I finally finished “First, Make a Roux” and sent it out, as well as re-writing two other short pieces, one fiction (“Bonfire at Gretchen’s”) and one non-fiction (“Building My Wings on the Way Down”).  I also completed one of the (TOO!) many works-in-progress, a story called, “Two Pounds, Two Ounces”, which I sent out as one of my contest submissions this week. I’ve still got a heavy load of revisions to tackle and numerous in-progress pieces to complete, but so far, I’m incredibly pleased with this week’s progress. My goal for next week is to finish at least one of the following “in-progress” pieces: “Turquoise” (CNF, half done), “Boxing the Devil” (half-done) or “Walls” (horror, ¼ started, research half-done).  I want to send out “The Equalizer”, now that it’s finished, but I’m nervous about where, exactly, I should send it. That’s something I’ll have to think on.

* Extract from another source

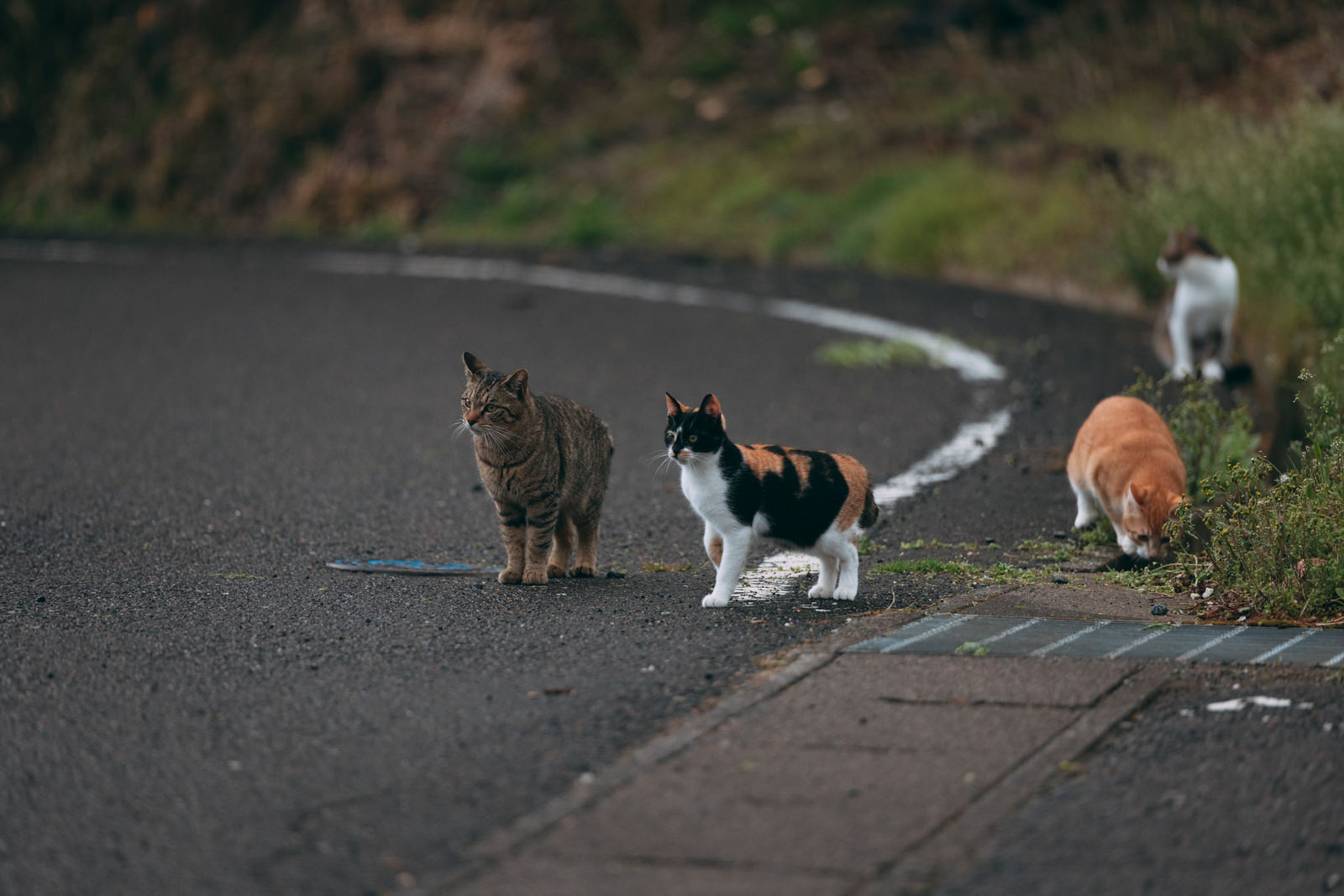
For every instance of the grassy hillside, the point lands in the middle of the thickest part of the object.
(1043, 144)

 Lean Out Your Window and Red Flannel In Whitechapel were both published by Euphemism Magazine, the literary publication of Illinois State University and went live on the site, so that’s another bit of happy news, because I wrote those two pieces as a 4-part set—2 of the companion pieces are with The First Line and two are with Euphemism, so all 4 pieces have been published, and they all got to stay with one of their companions, and that made me happy. After the 1st North American publishing rights expire, I hope to try and send them all out together as a unified set. With luck, they’ll do as well as a 4-part story as they have done as vignettes. In another fun twist of happy luck, my dear friends MANDEM ended up being published in the same issue. Twice now, our work has ended up featured in the same publications. And, I got my copy of Torn Realities in the mail last week, and finally read the intro my piece had gotten from the editor—I actually cried, because I couldn’t believe how kind and flattering his words about my work were.  Two of my all-time favorite pieces, “Drive” and Quilted in Black” were accepted into The Oklahoma Review and will be published in the summer issue, so that’s yet another pending publication I’m looking forward to. My final bit of happy news is that for my birthday last week, my husband paid for my membership to the Horror Writers Association, and my application for affiliate membership was approved—so even though I work across many genres, I’m a totally legit horror writer!

Onward, as Mac Miller used to tell us at New College!